Musculus – Ein guter Sonnenschutz arbeitet automatisiert und unabhängig davon, ob jemand zuhause ist. Es berücksichtigt die Ausrichtung der Fassade, den Sonneneinfall, Messwerte zu Licht, Temperatur und Wind und steuert entsprechend. Die IBH4-Studie zeigt, dass selbst ein tagsüber dauerhaft geschlossener außenliegender Sonnenschutz die Aufheizung eines Raumes wirksam begrenzt. Außen- und innenliegender Sonnenschutz können sich dabei sinnvoll ergänzen.

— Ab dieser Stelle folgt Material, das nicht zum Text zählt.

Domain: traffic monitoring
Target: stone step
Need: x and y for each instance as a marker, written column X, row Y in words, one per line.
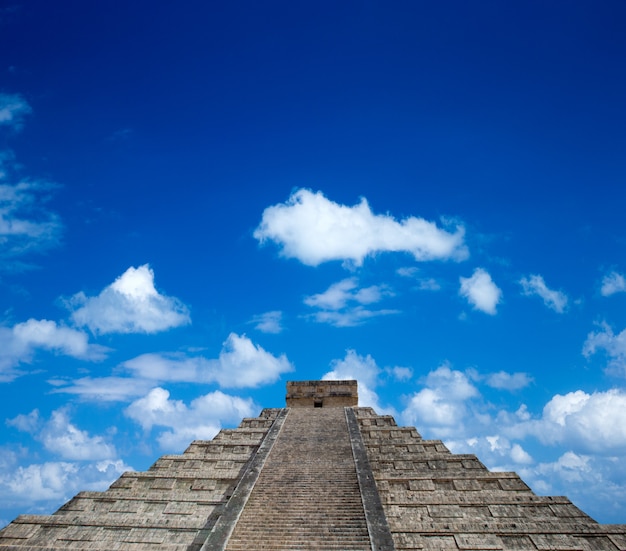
column 307, row 495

GW – Sie sagen, Klimaanlagen seien nicht das Problem, sondern die Reihenfolge?
Musculus – Es wird deutlich mehr Kühlenergie benötigt, wenn die Klimaanlage allein arbeitet. Es braucht mehr Energie, um von 30 °C oder mehr auf 22 °C herunterzukühlen, als von 25 °C oder weniger. Mit passiv vor Überhitzung geschützten Räumen kühlt die Klimaanlage nur noch wenige Grad, da die Aufheizung der Räume durch den Sonnenschutz bereits wirksam begrenzt wurde.
GW – Neben dem Energieverbrauch sprechen Sie auch die Stromnetze an. Welche Herausforderungen sehen Sie hier?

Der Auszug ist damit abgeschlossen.